People conduct more than 100B searches every month, creating an unparalleled demonstration of our collective curiosity. Google's annual Year in Search report explores the people, places, and events that captured consumer interest in 2014 and here we pull out key trends and insights for marketers.

January 2015

Marketing has always started with understanding people—who cares, about what, and why. There's no better source for these insights than searches. Because we rely on search across so many topics, the data it captures offers a real-time pulse of our culture, marketplace, and society. We can see news stories chronicled through search, we can see broad movements and trends reflected back at us, and we can see how certain shared moments engage our curiosity.

Taken together, they form the world's best focus group, one that's authentic, real time, and at scale. At the end of each year, Google taps into this focus group, sorting through billions of searches to capture the fastest-rising global queries. The result is A Year in Search, a revealing glimpse into what happened in culture and in the minds of Australians in 2014.


Here are some highlights from this year's report:

Aussie owns the turf

The oval ball was a major source of search during 2014, with searches for "NRL" well outnumbering those for "super rugby." However, within Australia, "AFL" reigned supreme as the most searched sport of 2014, with over 3X more searches than the "World Cup" and 11X more than the "Melbourne Cup."

Selfie obsessed

From A-listers at the Oscars to monkeys in the jungle, selfies hit the mainstream in 2014, with searches increasing 8X on last year. People wanted to know how to take a "better selfie," up 6X, while the rest of us were simply asking "what is a selfie," up 3X on 2013. Interestingly, the world searched for "guy selfie tips" and "men selfie tips," but almost never for "girl selfie tips."
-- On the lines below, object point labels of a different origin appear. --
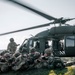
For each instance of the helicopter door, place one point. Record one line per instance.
(70, 45)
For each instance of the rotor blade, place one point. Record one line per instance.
(33, 10)
(63, 21)
(44, 25)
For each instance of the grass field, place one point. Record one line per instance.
(65, 71)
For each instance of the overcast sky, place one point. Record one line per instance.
(13, 17)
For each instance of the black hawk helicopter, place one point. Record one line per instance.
(62, 38)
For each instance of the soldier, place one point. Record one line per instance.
(51, 61)
(12, 46)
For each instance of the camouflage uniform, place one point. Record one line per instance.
(52, 62)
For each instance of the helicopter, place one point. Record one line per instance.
(61, 39)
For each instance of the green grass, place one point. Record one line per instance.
(65, 71)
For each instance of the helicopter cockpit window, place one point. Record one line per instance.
(70, 41)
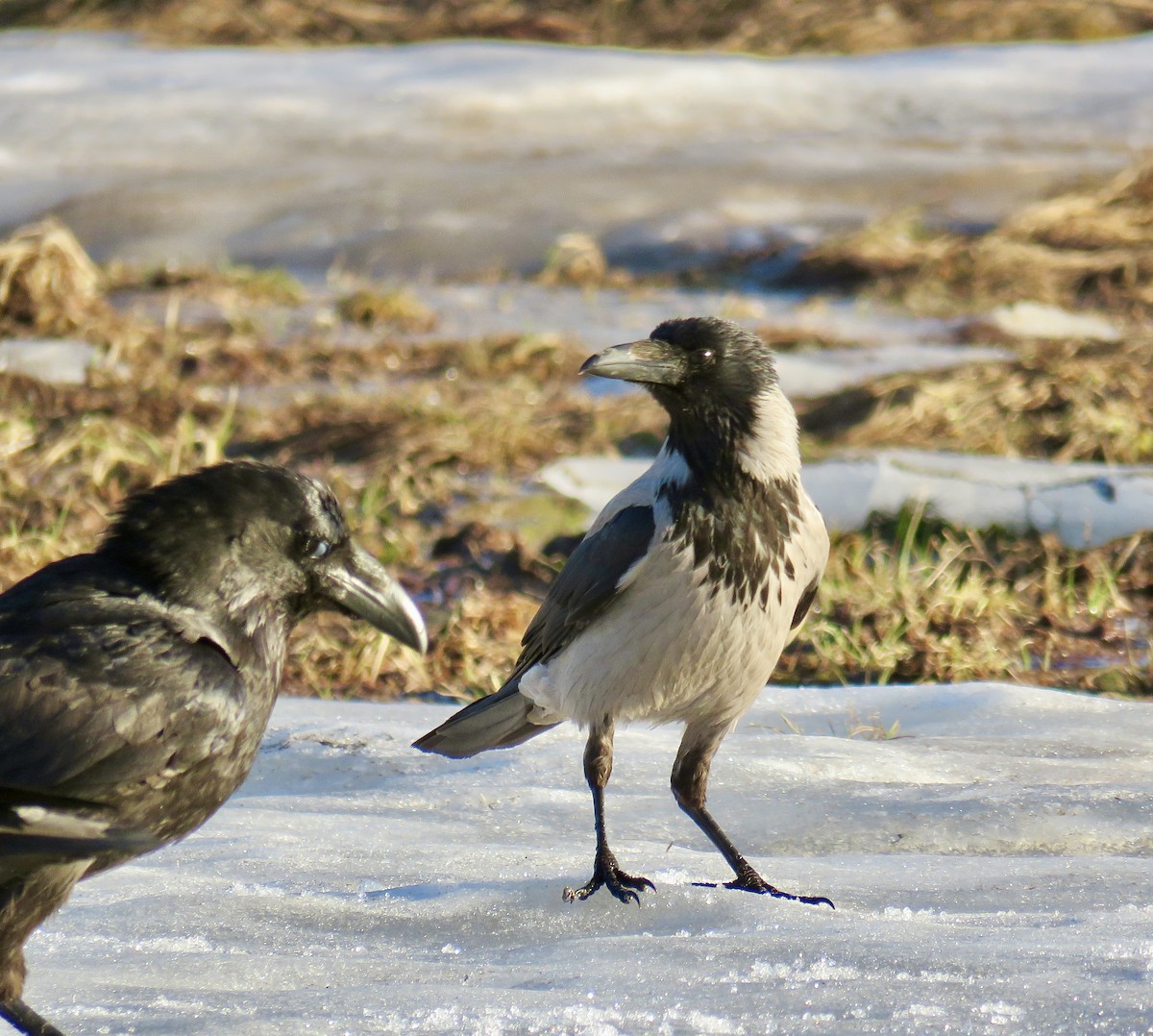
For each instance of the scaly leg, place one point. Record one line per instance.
(690, 782)
(26, 1020)
(605, 870)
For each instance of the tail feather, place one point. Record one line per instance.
(499, 721)
(43, 825)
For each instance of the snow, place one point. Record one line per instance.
(1084, 505)
(464, 157)
(991, 869)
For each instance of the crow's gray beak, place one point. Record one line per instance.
(649, 361)
(361, 586)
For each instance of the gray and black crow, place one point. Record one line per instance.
(136, 680)
(679, 600)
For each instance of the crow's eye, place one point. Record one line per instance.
(317, 548)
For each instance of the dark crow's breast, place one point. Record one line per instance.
(739, 533)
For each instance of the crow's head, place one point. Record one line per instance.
(255, 546)
(719, 384)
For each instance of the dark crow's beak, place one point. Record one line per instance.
(649, 361)
(360, 585)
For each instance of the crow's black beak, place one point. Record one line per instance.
(358, 584)
(649, 362)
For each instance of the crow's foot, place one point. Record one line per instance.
(26, 1020)
(748, 880)
(608, 873)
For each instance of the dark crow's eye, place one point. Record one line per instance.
(316, 548)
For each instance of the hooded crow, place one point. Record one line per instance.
(136, 680)
(678, 602)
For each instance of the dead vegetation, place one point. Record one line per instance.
(767, 27)
(431, 460)
(1084, 249)
(47, 283)
(1069, 401)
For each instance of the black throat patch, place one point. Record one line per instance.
(738, 529)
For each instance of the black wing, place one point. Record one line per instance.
(804, 604)
(99, 690)
(587, 585)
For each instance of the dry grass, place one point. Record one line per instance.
(47, 283)
(915, 602)
(1059, 401)
(451, 430)
(768, 27)
(1084, 249)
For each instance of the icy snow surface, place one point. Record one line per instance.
(991, 868)
(1085, 505)
(458, 157)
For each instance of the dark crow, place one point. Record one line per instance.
(136, 680)
(678, 602)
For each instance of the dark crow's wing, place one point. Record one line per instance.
(37, 827)
(589, 581)
(97, 691)
(804, 604)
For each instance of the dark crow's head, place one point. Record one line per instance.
(719, 384)
(257, 547)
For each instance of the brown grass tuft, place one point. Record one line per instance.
(1082, 249)
(47, 283)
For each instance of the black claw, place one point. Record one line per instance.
(748, 880)
(608, 873)
(26, 1020)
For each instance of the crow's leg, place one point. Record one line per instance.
(690, 783)
(26, 1020)
(605, 870)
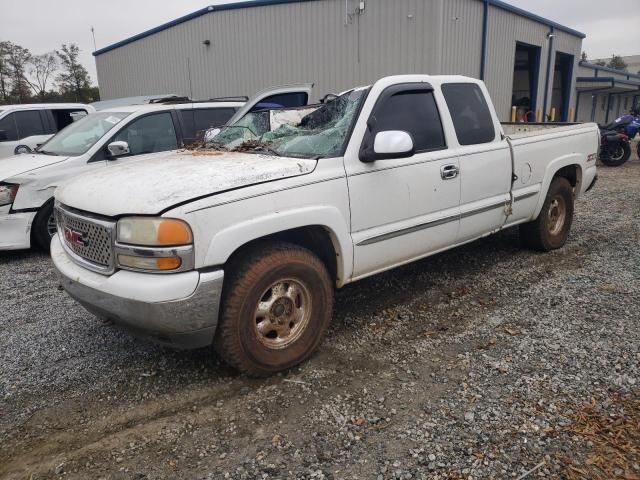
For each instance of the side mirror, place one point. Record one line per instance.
(22, 149)
(118, 149)
(389, 144)
(210, 134)
(75, 116)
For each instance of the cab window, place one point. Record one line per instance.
(149, 134)
(470, 113)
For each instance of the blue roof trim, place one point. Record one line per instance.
(610, 80)
(608, 69)
(532, 16)
(191, 16)
(262, 3)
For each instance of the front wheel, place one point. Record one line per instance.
(618, 155)
(276, 309)
(44, 227)
(550, 230)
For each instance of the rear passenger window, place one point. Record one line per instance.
(412, 111)
(470, 113)
(149, 134)
(8, 130)
(197, 121)
(282, 100)
(29, 123)
(205, 118)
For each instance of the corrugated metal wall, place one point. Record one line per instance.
(252, 48)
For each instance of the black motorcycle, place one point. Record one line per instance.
(615, 148)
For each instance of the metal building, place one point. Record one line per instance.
(528, 62)
(605, 93)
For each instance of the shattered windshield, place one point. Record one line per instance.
(311, 132)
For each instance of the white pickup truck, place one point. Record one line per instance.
(241, 244)
(111, 137)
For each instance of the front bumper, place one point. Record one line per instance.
(178, 310)
(15, 229)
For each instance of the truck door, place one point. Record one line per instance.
(485, 161)
(403, 208)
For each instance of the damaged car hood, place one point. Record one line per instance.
(148, 187)
(20, 164)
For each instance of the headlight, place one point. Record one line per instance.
(8, 193)
(162, 245)
(154, 232)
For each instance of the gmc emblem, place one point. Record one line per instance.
(74, 238)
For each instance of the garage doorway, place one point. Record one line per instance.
(525, 81)
(562, 74)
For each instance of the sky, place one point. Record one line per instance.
(43, 25)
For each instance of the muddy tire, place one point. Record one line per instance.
(44, 227)
(277, 305)
(550, 230)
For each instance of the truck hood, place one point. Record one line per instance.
(21, 164)
(148, 187)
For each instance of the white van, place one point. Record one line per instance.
(24, 127)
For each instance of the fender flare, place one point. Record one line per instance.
(572, 159)
(227, 241)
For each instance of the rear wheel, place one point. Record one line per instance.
(617, 155)
(44, 227)
(276, 309)
(550, 230)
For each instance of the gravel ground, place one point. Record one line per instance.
(488, 361)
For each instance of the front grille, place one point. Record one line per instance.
(88, 238)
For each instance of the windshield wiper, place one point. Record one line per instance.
(47, 152)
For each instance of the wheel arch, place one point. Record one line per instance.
(569, 167)
(328, 238)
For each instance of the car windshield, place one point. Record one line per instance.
(308, 132)
(78, 137)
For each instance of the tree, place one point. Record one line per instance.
(74, 81)
(617, 62)
(41, 68)
(5, 71)
(17, 60)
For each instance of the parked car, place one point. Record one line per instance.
(104, 139)
(242, 247)
(24, 127)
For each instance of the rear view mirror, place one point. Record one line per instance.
(211, 133)
(75, 116)
(393, 142)
(387, 145)
(118, 149)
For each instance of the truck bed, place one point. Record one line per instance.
(523, 130)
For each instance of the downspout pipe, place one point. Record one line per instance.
(485, 32)
(546, 81)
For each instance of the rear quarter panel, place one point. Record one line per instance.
(538, 158)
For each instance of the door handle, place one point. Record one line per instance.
(447, 172)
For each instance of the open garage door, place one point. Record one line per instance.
(562, 73)
(525, 82)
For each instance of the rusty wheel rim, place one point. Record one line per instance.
(282, 314)
(557, 215)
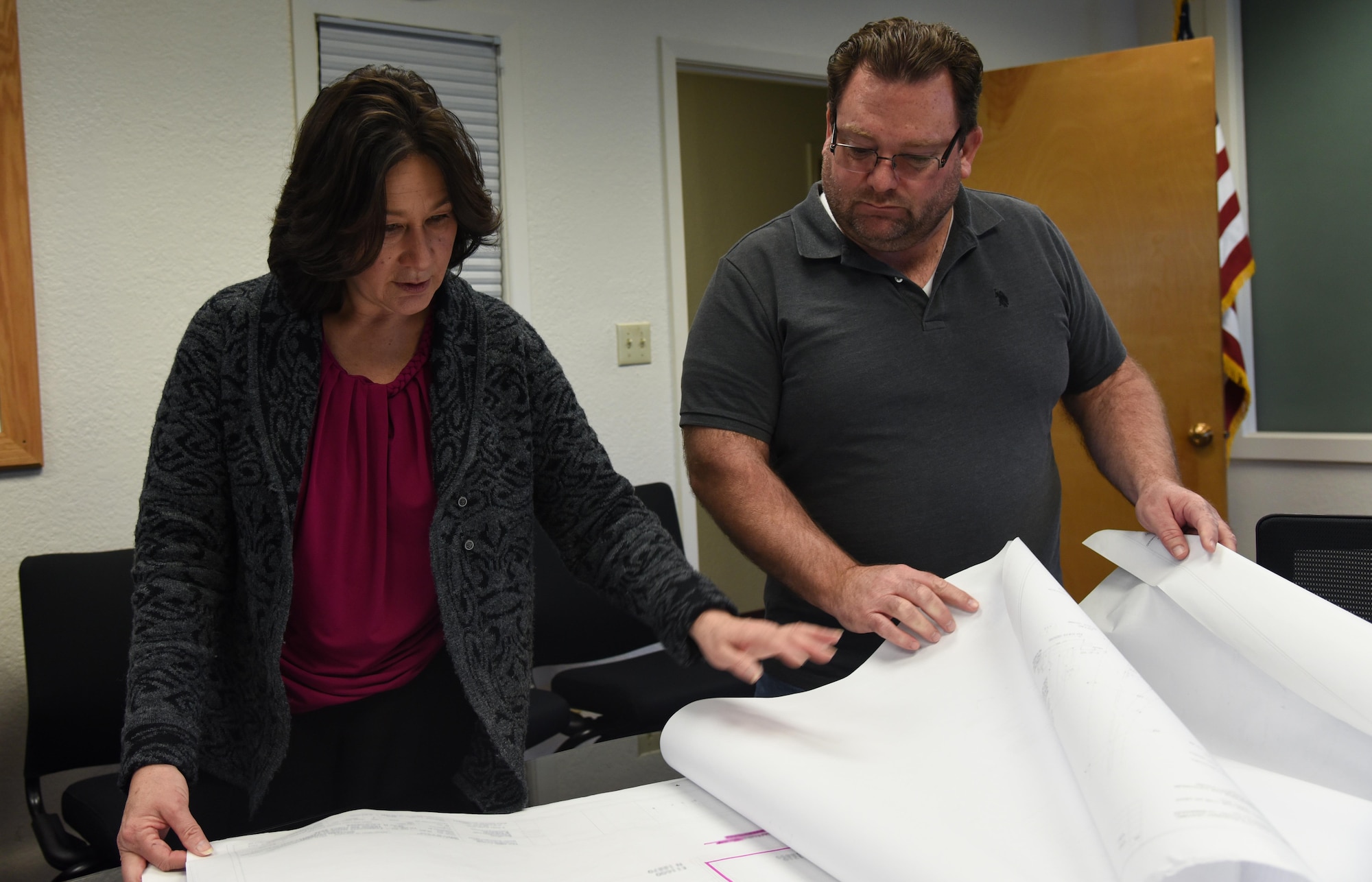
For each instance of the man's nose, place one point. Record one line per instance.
(884, 176)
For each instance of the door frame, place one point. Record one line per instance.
(728, 61)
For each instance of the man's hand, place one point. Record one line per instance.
(1167, 510)
(158, 802)
(869, 599)
(739, 645)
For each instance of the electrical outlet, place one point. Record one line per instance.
(635, 342)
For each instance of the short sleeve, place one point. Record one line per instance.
(732, 372)
(1094, 346)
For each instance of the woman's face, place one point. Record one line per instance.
(421, 230)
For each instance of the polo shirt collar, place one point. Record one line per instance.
(818, 235)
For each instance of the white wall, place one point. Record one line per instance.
(1260, 488)
(158, 134)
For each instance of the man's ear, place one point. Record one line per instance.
(969, 152)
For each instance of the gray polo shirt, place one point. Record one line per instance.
(913, 431)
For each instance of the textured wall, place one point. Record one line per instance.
(158, 134)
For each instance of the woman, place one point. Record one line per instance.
(334, 580)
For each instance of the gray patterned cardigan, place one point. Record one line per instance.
(213, 544)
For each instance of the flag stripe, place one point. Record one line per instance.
(1235, 271)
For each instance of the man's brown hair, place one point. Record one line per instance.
(899, 50)
(331, 220)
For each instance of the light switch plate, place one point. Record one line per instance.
(635, 342)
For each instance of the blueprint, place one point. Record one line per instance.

This year's breakout rapper

It was a massive year for our very own Iggy Azalea, with searches for the star 5X higher than in 2013. Her hometown of Mullumbimby, New South Wales, became an unlikely celebrity, with searches for "where is iggy azalea from" peaking after the release of her album.

Getting cold for a good cause

The Ice Bucket Challenge brought amyotrophic lateral sclerosis (ALS) to the fore, and in 2014 we searched for the disease more than we had in the entire past decade. Worldwide, there are now over 90M search results for "ice bucket challenge," turning a little-known disorder into a global conversation.

Voting with our wallets

It was a big year for "crowdfunding" with 21X more interest across the globe than in 2013, and retro classics continued to make a comeback. Oculus Rift was sold for $2 billion whilst Coolest Cooler and Star Citizen broke all-time funding records.

Hunters and gatherers

Last year was all about kale and quinoa, but in 2014 we searched for new favorites, chia seeds and goji berries. Meanwhile, the "paleo diet" was the top-searched way to trim down.

A World Cup wonder goal

Tim Cahill is the Socceroos' all-time top scorer, but one goal will be remembered as his best. His strike against the Netherlands in Brazil caused "tim cahill volley" to spike over 23X.

See what else caught Australia's attention at A Year in Search 2014. Not only is it fun to see cultural stories play out through search data, but it's actionable. In today's constantly connected world, brands must be hyper-aware of the latest trends, conversations, and news. Using search as a constant barometer, brands can stay with—if not ahead of—the curve and find meaningful ways to connect with consumers.

To get a rich understanding of consumers throughout the year, track Google Trends. Use the data to fuel your creativity, back up your hunches, and inform media decisions. From there, you can ride the waves of interest—or create new waves altogether.